Colin Percival and I often disagree about how cryptography fits into software design. My opinion is that custom crypto designs always require intense third-party review, leaving companies with two undesirable possibilities. Either the review and maintenance cost of custom crypto increases the expense over competing design options that don’t require crypto (such as keeping critical state on the server) or leads to security flaws if third-party review is skipped. But we often agree on the concrete details, such as the preference for encrypt-then-MAC construction.
If you MAC the plaintext, the recipient must decrypt the message and then verify the MAC before rejecting it. An attacker can send garbage or carefully chosen ciphertexts and they can’t be rejected until they are decrypted. If the ciphertext is authenticated, then the server can reject the forged or modified message earlier.
This has a number of advantages, including some not emphasized in Colin’s post. He points out that this reduces the surface area of your code accessible to an attacker. This is especially true if the higher-level protocol is designed to minimize interpretation of unprotected header fields (and hopefully, not parsing anything unprotected).
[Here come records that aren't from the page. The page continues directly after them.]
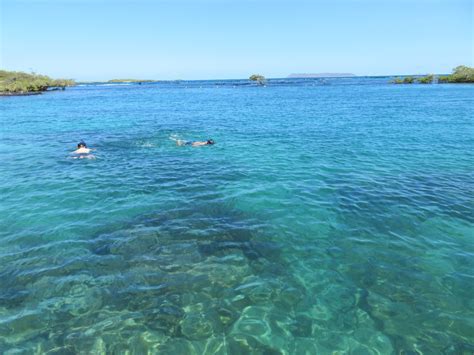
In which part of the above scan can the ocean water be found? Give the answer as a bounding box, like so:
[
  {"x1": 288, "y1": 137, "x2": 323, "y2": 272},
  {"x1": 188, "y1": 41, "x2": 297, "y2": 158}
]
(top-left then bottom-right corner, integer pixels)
[{"x1": 0, "y1": 78, "x2": 473, "y2": 354}]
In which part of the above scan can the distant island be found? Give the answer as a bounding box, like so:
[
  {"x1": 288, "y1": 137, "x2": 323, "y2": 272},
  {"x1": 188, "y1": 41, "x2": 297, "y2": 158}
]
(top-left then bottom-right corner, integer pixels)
[
  {"x1": 107, "y1": 79, "x2": 158, "y2": 83},
  {"x1": 287, "y1": 73, "x2": 356, "y2": 78},
  {"x1": 0, "y1": 70, "x2": 75, "y2": 96}
]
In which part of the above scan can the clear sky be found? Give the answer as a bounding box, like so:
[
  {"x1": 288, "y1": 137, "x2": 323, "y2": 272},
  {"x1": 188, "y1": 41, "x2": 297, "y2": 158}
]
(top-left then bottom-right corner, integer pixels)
[{"x1": 1, "y1": 0, "x2": 472, "y2": 81}]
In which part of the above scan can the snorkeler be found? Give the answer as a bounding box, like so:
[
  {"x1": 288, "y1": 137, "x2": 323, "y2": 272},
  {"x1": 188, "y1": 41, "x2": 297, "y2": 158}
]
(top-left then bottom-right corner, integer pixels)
[
  {"x1": 176, "y1": 139, "x2": 215, "y2": 147},
  {"x1": 72, "y1": 141, "x2": 95, "y2": 159}
]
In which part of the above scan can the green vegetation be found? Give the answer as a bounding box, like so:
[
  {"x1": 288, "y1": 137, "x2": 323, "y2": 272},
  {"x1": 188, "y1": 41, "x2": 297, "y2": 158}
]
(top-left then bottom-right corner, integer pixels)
[
  {"x1": 0, "y1": 70, "x2": 75, "y2": 95},
  {"x1": 392, "y1": 66, "x2": 474, "y2": 85},
  {"x1": 438, "y1": 65, "x2": 474, "y2": 83},
  {"x1": 418, "y1": 74, "x2": 434, "y2": 84},
  {"x1": 249, "y1": 74, "x2": 266, "y2": 85},
  {"x1": 392, "y1": 76, "x2": 415, "y2": 84},
  {"x1": 108, "y1": 79, "x2": 157, "y2": 83}
]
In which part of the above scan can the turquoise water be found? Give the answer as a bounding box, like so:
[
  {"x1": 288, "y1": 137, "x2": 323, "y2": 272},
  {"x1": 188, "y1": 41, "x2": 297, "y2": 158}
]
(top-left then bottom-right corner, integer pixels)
[{"x1": 1, "y1": 78, "x2": 473, "y2": 354}]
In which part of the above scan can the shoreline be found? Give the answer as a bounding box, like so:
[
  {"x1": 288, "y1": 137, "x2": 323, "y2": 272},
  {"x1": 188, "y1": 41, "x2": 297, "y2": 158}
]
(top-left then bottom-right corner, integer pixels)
[
  {"x1": 0, "y1": 91, "x2": 43, "y2": 97},
  {"x1": 2, "y1": 75, "x2": 473, "y2": 97}
]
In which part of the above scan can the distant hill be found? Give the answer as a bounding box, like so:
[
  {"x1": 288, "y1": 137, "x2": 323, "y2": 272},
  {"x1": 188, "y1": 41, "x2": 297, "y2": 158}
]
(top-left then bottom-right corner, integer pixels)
[{"x1": 287, "y1": 73, "x2": 356, "y2": 78}]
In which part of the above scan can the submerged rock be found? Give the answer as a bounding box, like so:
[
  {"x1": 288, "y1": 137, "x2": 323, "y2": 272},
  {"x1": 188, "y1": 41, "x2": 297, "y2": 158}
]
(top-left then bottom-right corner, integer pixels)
[
  {"x1": 145, "y1": 304, "x2": 184, "y2": 335},
  {"x1": 275, "y1": 286, "x2": 304, "y2": 308},
  {"x1": 234, "y1": 280, "x2": 276, "y2": 304},
  {"x1": 216, "y1": 306, "x2": 238, "y2": 327},
  {"x1": 156, "y1": 338, "x2": 196, "y2": 354},
  {"x1": 180, "y1": 313, "x2": 215, "y2": 340},
  {"x1": 290, "y1": 315, "x2": 313, "y2": 337},
  {"x1": 227, "y1": 333, "x2": 283, "y2": 355}
]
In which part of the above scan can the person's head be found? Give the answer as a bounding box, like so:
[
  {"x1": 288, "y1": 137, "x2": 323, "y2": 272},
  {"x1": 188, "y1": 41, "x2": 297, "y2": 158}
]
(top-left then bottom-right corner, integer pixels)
[
  {"x1": 77, "y1": 141, "x2": 87, "y2": 148},
  {"x1": 207, "y1": 139, "x2": 215, "y2": 145}
]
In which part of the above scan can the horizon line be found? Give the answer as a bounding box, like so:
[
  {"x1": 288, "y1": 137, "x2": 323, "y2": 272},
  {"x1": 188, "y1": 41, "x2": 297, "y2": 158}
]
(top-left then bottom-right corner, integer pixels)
[{"x1": 74, "y1": 73, "x2": 451, "y2": 83}]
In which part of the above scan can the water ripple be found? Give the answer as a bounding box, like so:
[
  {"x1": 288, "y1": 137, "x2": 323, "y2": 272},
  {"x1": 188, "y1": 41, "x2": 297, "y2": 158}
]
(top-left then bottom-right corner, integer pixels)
[{"x1": 0, "y1": 81, "x2": 473, "y2": 353}]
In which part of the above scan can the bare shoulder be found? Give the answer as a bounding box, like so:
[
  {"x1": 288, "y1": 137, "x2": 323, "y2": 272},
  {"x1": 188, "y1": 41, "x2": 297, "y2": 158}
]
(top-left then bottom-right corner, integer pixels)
[{"x1": 73, "y1": 148, "x2": 92, "y2": 154}]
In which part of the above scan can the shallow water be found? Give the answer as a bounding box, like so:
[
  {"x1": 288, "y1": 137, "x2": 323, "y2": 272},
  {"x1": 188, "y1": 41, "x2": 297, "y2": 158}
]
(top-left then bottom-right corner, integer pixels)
[{"x1": 1, "y1": 78, "x2": 473, "y2": 354}]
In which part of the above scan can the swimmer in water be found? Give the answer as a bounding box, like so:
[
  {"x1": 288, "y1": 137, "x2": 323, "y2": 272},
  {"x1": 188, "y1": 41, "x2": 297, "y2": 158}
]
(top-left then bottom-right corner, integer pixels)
[
  {"x1": 176, "y1": 139, "x2": 215, "y2": 147},
  {"x1": 72, "y1": 141, "x2": 95, "y2": 159}
]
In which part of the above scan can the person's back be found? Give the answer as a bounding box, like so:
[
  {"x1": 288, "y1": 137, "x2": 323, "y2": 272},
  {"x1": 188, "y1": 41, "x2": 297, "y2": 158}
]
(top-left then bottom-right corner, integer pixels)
[
  {"x1": 176, "y1": 139, "x2": 215, "y2": 147},
  {"x1": 74, "y1": 146, "x2": 91, "y2": 154},
  {"x1": 72, "y1": 141, "x2": 94, "y2": 158}
]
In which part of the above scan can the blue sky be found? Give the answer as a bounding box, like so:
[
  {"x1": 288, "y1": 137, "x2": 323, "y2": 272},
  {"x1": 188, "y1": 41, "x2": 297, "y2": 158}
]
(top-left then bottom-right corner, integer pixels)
[{"x1": 1, "y1": 0, "x2": 472, "y2": 80}]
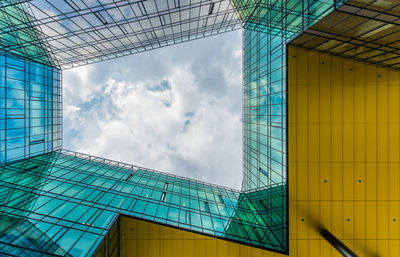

The earlier the MAC can be performed, the less code accessible to an attacker who is choosing messages.
Another advantage is that this helps prevent side channel attacks. If you decrypt and then validate the plaintext, an attacker can send chosen ciphertext and collect information from a side channel to recover the encryption key. However, if you reject such messages early, the decryption key is never used. The attacker is reduced to replaying valid messages seen previously, which limits (but doesn’t prevent) side channel attacks.
However, one point he gets wrong is the emphasis on counter mode (CTR) to prevent side channel attacks. A former colleague of mine, Josh Jaffe, published a paper on attacking counter mode at CHES 2007. The common lore before his paper was that counter mode limits side channel attacks because the attacker does not get to choose the plaintext input to the block cipher. Instead, a possibly-unknown counter value is fed in as plaintext and is incremented with each block.
Colin’s post states this as follows:
In CTR mode, you avoid passing attacker-provided data to the block cipher (with the possible exception of the nonce which forms part of each block). This reduces the attack surface even further: Using CTR mode, an attacker cannot execute a chosen-ciphertext (or chosen-plaintext) attack against your block cipher, even if (in the case of Encrypt-then-MAC) he can correctly forge the MAC (say, if he stole the MAC key but doesn’t have the Encrypt key). Is this an attack scenario worth considering? Absolutely — the side channel attacks published by Bernstein (exploiting a combination of cache and microarchitectural characteristics) and Osvik, Shamir, and Tromer (exploiting cache collisions) rely on gaining statistical data based on a large number of random tests, and it appears unlikely that such attacks would be feasible in a context where an attacker could not provide a chosen input.
Josh’s paper shattered this assumption by showing how to attack several versions of counter mode with AES. He treats the unknown counter value as part of the key, solving for the combined key+counter using DPA. This gives intermediate values that have an error component. He first solves for varying portions of the inputs, leaving this unknown but constant error term. These error terms then cancel out between rounds, revealing the secret round keys.
His attack works because counter mode only changes a few bits each time the counter is incremented. Seeding an LFSR to use as the counter could make this attack more difficult. I would hesitate to say it makes it impossible since it seems like a more complex version of Josh’s attack could succeed against this. In conclusion, DPA countermeasures are still needed, even with counter mode.